Yes- I'd like to know how far down the IT outsourcing rabbit hole (India? China?)  IKEA had to go to get this enlightened bit of programming done and just how much money they saved doing it.   An interactive program just intuitive enough to be wholly annoying but not intuitive enough to actually help. 

Then I searched the website for what to do about missing or damaged parts.  Under missing pieces/hardware, it said to bring your receipt and assembly instructions to the store and talk to them about what you need.  Okay- I'd just driven all the way down there twice in one week to get the darn island- I wasn't about to drive there again to get a bolt.  So I called the store phone number and managed to get a live person at the end of their automated attendant maze.

They were very nice. And helpful.  I told Sondra what happened and that I needed them to send me another one.  She just needed my receipt number and the part number which I gave her, and then she took my name and address, and gave me a confirmation number, and said that I should have it in a week.  When a few minutes after getting off the phone with her and figuring out that the nut got messed up as well, I called back, and gave Nicole my confirmation number and asked if she could add part number 100508 to the package, and she said no problem.   Great.

I managed to get most of the bottom of the island put together, but until I receive the new bolt and nut, I can't finish it.  IKEA's instructions don't say anything about gluing things together, but they supplied me with eight fluted dowels and eight corresponding holes, and being a woodworker from way back, if I see a fluted dowel and a hole, I just gotta get out the glue.

So this is the bottom of the island, almost done, but in the absence of the needed bolt and nut, I'm holding the glued corner together with a couple of gallons of water slung together with some twine sort of milkmaid style and a large jug of liquid laundry detergent.

 Notice the bottle of glue to the left...

Not exactly MacGyver, but I think my dad would have approved.

4 comments:

Miriam said...

I can't believe you actually got a real live IKEA person to agree to mail you a missing part - that's a first for me!

Farmgirl_dk: said...

Ha ha ha....your conversation with "Anna" made me laugh out loud. Good thing you got the persistence gene and got through to a live body or you'd be tantruming ineffectually somewhere in a corner.
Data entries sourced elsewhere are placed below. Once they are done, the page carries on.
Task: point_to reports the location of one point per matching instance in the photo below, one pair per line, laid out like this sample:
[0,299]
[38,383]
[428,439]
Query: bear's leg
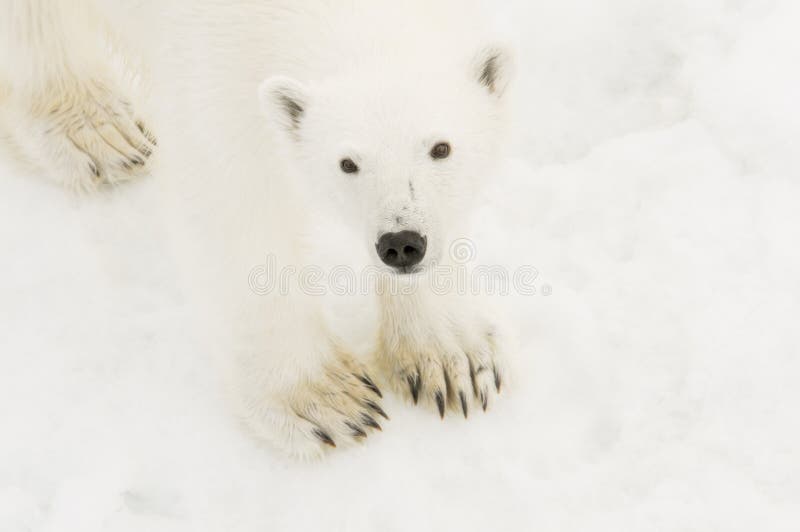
[65,107]
[296,388]
[444,351]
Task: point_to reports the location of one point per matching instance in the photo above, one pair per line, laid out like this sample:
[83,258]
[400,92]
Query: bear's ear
[493,68]
[284,100]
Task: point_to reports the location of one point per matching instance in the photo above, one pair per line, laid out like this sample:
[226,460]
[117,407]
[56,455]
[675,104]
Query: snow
[654,186]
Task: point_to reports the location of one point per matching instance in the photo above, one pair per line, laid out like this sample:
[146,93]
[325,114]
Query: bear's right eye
[348,166]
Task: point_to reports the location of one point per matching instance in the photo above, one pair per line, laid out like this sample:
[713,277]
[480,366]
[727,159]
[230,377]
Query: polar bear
[282,124]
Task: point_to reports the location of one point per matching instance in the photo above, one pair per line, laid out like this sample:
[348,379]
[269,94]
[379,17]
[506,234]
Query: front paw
[449,368]
[336,407]
[88,134]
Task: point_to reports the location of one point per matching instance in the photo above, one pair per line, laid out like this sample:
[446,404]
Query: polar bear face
[397,152]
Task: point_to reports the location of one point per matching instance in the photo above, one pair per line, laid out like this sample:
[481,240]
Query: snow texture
[655,188]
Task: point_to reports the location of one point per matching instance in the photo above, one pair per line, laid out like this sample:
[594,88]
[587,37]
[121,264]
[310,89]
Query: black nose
[401,250]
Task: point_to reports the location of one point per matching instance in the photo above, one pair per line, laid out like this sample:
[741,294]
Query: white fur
[378,81]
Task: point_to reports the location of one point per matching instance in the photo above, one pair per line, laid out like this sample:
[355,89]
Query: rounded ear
[493,68]
[284,100]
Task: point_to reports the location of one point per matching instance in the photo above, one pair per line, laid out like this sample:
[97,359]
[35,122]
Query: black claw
[323,437]
[146,133]
[377,409]
[463,403]
[369,384]
[370,421]
[414,384]
[358,432]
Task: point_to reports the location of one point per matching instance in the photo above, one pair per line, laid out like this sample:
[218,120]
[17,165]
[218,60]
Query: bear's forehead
[398,105]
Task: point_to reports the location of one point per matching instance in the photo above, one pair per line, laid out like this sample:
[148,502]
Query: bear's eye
[348,166]
[440,151]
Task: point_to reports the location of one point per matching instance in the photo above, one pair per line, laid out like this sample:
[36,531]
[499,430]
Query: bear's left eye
[348,166]
[440,151]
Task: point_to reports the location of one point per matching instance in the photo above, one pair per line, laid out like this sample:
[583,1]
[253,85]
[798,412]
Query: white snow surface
[655,186]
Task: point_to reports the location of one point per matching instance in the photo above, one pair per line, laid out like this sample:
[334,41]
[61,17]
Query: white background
[655,187]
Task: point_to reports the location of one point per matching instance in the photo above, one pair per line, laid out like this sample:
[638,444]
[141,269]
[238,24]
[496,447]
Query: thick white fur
[378,81]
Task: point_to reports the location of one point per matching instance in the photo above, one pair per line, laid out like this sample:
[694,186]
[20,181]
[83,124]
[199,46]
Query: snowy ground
[656,189]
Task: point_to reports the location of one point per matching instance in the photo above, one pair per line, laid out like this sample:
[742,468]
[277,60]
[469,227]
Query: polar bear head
[398,150]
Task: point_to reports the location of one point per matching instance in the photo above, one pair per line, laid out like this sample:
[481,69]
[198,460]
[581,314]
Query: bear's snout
[401,250]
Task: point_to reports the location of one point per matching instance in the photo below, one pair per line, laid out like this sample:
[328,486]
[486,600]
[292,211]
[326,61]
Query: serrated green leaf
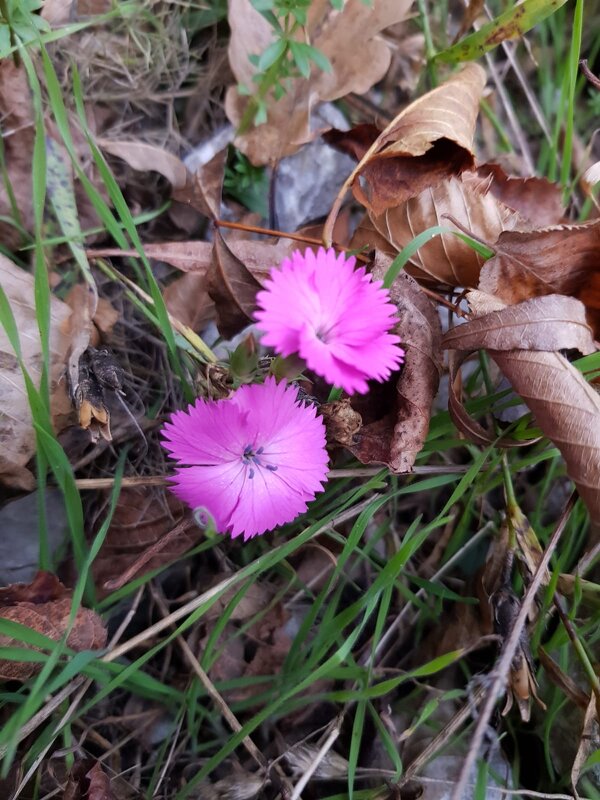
[272,54]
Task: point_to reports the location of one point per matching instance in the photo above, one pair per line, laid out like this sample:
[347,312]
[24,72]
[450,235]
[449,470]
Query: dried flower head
[336,317]
[253,460]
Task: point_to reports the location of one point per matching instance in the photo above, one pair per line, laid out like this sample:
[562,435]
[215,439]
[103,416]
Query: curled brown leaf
[564,259]
[447,259]
[547,323]
[397,438]
[565,406]
[429,141]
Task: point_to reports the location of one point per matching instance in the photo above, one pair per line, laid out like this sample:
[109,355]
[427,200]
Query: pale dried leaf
[564,259]
[546,323]
[232,287]
[17,437]
[143,519]
[537,200]
[197,257]
[446,259]
[339,35]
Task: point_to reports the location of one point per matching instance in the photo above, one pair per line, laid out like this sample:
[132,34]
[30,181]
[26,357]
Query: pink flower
[337,318]
[253,460]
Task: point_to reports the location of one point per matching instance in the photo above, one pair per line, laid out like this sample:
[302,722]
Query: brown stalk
[508,653]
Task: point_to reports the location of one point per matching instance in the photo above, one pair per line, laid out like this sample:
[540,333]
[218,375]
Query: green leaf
[272,54]
[319,58]
[510,25]
[300,57]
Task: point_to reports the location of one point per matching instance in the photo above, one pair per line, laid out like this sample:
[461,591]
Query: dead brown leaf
[588,742]
[565,406]
[99,788]
[142,518]
[342,422]
[537,200]
[197,257]
[232,287]
[17,437]
[446,259]
[87,782]
[339,35]
[429,141]
[203,190]
[188,301]
[397,438]
[45,606]
[564,259]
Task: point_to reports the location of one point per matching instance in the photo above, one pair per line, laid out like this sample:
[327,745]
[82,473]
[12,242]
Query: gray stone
[19,538]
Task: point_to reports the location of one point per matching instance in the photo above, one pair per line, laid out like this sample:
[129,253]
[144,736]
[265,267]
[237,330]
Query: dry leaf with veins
[564,405]
[446,259]
[17,437]
[44,605]
[429,141]
[351,40]
[564,259]
[397,438]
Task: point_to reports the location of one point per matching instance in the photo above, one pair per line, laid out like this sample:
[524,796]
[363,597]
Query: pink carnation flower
[337,318]
[253,460]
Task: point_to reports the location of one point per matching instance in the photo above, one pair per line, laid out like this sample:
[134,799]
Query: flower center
[251,458]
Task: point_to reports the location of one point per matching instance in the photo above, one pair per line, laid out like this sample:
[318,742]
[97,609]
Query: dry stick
[327,745]
[63,720]
[190,607]
[181,527]
[589,74]
[508,652]
[444,736]
[511,116]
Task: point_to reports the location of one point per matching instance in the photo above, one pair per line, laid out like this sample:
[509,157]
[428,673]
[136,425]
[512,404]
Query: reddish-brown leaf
[148,530]
[429,141]
[232,287]
[396,438]
[536,199]
[561,260]
[546,323]
[45,606]
[565,406]
[99,784]
[446,259]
For the record, though? IKEA gives me hives. Hate the place. :-)

Toni aka irishlas said...

We always called using what was on hand "greek ingenuity".
I'm amazed you got a live person also!

Paula said...

Miriam- well, yes, I did get through to someone (twice!) but we'll see if I really get the part..

Danni- I'm curious why it gives you the hives- maybe I should look at it in a different light. Do tell.

Toni- the French have a wonderful word for construction using what's on hand. It's called 'bricolage'. Isn't that fun? I'll post whether or not I get the bolt. Getting the live person was the first hurdle- getting the island put together is the second. Thanks for the offer of borrowed Sheltie but 1) I wouldn't subject a dog to a plane's cargo hold if I could help it, 2) you probably wouldn't get her back- I'm a little dog starved right now, and 3) I know you're only kidding!